Interface engineering of heterostructured electrocatalysts towards efficient alkaline hydrogen electrocatalysis

• Published in: Science bulletin Vol. 66; no. 1; pp. 85 - 96
• Main Authors: Zhao, Guoqiang, Jiang, Yinzhu, Dou, Shi-Xue, Sun, Wenping, Pan, Hongge
• Format: Journal Article
• Language: English
• Published: Netherlands Elsevier B.V 15.01.2021
• Subjects: Electrocatalysis; Heterostructure; Hydrogen evolution reaction; Hydrogen oxidation reaction; Interface engineering; Heterostructure; Electrocatalysis; Interface engineering; Hydrogen evolution reaction; Hydrogen oxidation reaction
• ISSN: 2095-9273; 2095-9281
• DOI: 10.1016/j.scib.2020.09.014

This review summarized the recent advances of interface engineering of heterostructured electrocatalysts toward efficient hydrogen electrocatalysis in alkaline media. Interface engineering could not only induce synergistic effect but also improve the intrinsic activity and increase the number of active sites.
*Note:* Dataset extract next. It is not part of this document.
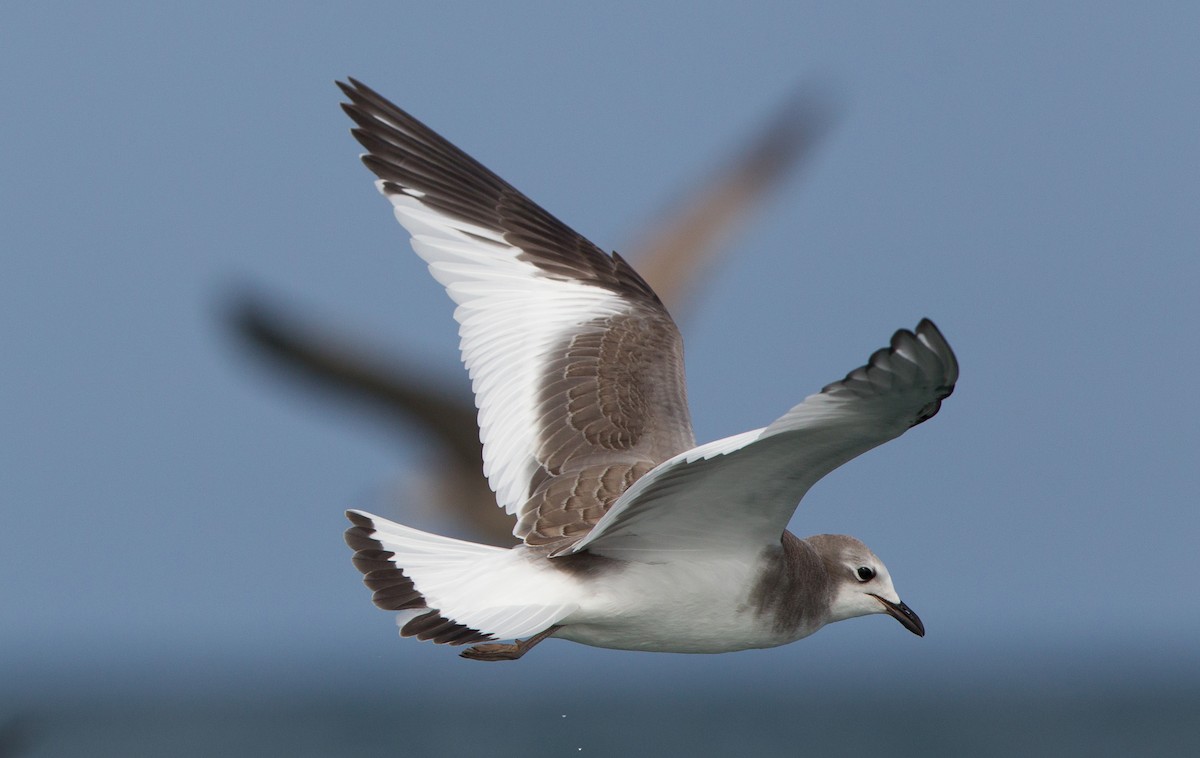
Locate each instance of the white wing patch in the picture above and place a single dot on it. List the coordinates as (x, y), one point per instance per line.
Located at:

This review would provide insightful ideas toward rational design of electrocatalysts for alkaline hydrogen electrocatalysis. [Display omitted] Boosting the alkaline hydrogen evolution and oxidation reaction (HER/HOR) kinetics is vital to practicing the renewable hydrogen cycle in alkaline media. Recently, intensive research has demonstrated that interface engineering is of critical significance for improving the performance of heterostructured electrocatalysts particularly toward the electrochemical reactions involving multiple reaction intermediates like alkaline hydrogen electrocatalysis, and the research advances also bring substantial non-trivial fundamental insights accordingly. Herein, we review the current status of interface engineering with respect to developing efficient heterostructured electrocatalysts for alkaline HER and HOR. Two major subjects—how interface engineering promotes the reaction kinetics and what fundamental insights interface engineering has brought into alkaline HER and HOR—are discussed. Specifically, heterostructured electrocatalysts with abundant interfaces have shown substantially accelerated alkaline hydrogen electrocatalysis kinetics owing to the synergistic effect from different components, which could balance the adsorption/desorption behaviors of the intermediates at the interfaces. Meanwhile, interface engineering can effectively tune the electronic structures of the active sites via electronic interaction, interfacial bonding, and lattice strain, which would appropriately optimize the binding energy of targeted intermediates like hydrogen. Furthermore, the confinement effect is critical for delivering high durability by sustaining high density of active sites. At last, our own perspectives on the challenges and opportunities toward developing efficient heterostructured electrocatalysts for alkaline hydrogen electrocatalysis are provided.